- The instructor will place you into a group of 3-4 students
- Pick a data set that you and your group find interesting. (Example sources found below. Feel free to select your data from any other source as appropriate.)
- Form a research question
- Perform data pre-processing, data cleaning, outlier removal, and so on to sanitize your data as necessary.
- Save your data in a .csv file (or other format as appropriate for your data set and project scenario).
- Explore your data to reveal interesting/useful information based on your project scenario.
- Create at least 2 visualizations that you find interesting/useful.
- Do at least one of the following, depending in your interests and background:
- compute meaningful statistical quantities (e.g., means, correlations)
- perform a statistical test on the data (e.g., t-test)
- fit a model to the data (e.g., regression)
- Write at least two Python classes, each of which has at least one method. For example, these classes can be simple as in our lecture notes.
- kaggle
- AWS Open Data
- data.world
- ICPSR
- The Google Dataset Search
- The UCIML Repo
- The CMU data repository
- The datasets subreddit
- Tycho
- Data Portals
1. WRITTEN REPORT (max of 10 pages) containing (due Dec 17):
- Abstract: Paragraph outline describing your question, what you did, and what you learned
- Introduction: Describe your project scenario. Starting out, what did you hope to accomplish/learn?
- Data: Describe your dataset and its significance. Where did you obtain this dataset from?
Why did you choose the dataset that you did?
Indicate if you carried out any preprocessing/data cleaning/outlier removal, and so on to sanitize your data. - Data Processing Methodology: Describe briefly your process to obtain results/output.
- Results:
- Show at least two visualizations
- Display and discuss the results.

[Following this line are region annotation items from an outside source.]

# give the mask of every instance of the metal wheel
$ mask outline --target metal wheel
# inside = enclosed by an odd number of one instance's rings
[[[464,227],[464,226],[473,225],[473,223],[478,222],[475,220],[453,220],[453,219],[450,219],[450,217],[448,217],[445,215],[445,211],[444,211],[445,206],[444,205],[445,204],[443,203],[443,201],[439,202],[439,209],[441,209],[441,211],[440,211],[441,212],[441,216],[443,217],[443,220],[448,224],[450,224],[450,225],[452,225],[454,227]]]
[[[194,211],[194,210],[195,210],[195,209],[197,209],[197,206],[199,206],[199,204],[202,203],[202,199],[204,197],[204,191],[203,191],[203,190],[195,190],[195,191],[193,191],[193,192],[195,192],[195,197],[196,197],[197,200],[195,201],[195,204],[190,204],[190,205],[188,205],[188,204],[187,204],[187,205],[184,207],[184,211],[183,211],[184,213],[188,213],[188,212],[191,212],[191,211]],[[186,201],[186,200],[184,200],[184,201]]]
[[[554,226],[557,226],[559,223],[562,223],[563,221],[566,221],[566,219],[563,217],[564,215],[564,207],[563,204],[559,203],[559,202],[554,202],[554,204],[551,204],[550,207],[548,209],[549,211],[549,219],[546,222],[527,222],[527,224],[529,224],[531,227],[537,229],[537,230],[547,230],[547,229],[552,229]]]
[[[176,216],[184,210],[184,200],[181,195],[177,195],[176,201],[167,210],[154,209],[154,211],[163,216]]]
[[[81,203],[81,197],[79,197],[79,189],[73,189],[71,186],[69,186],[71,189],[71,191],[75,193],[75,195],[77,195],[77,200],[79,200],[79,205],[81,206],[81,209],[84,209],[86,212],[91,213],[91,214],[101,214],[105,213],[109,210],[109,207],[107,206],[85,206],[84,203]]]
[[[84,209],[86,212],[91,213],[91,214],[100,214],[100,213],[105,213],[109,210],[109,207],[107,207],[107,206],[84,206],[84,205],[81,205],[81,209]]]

Describe what you have learned and mention the relevance/significance of the results you have obtained.
- Classes: Describe what classes you made. Describe methods in the classes that you wrote. Show a sample run of 1 or 2 of your methods (screen captures or copy-and-paste is fine).
- Conclusions: Summarize your findings, explain how these results could be used by others (if applicable), and describe ways you could improve your program. You could describe ways you might like to expand the functionality of your program if given more time.
2. CODE (due Dec 17)
- Clearly document, organize, and name your code file or files
- The files can be in Jupyter Notebooks or Python scripts
SUBMISSION
- By the deadline, submit (i) written report and (ii) code files in one Zip file submit through Canvas.
RUBRIC
Total Points = 60
Assignment | Description | Possible Points |
---|---|---|
Paper | Paper includes abstract, introduction, and conclusions | 10 |
Paper discusses data source, data summary, and data processing methodology | 10 | |
Paper includes at least two visualizations | 10 | |
Paper includes answers to research questions | 10 | |
Paper includes methods in user-defined classes | 10 | |
Code | Code is clear and well-documented and presents Python classes | 10 |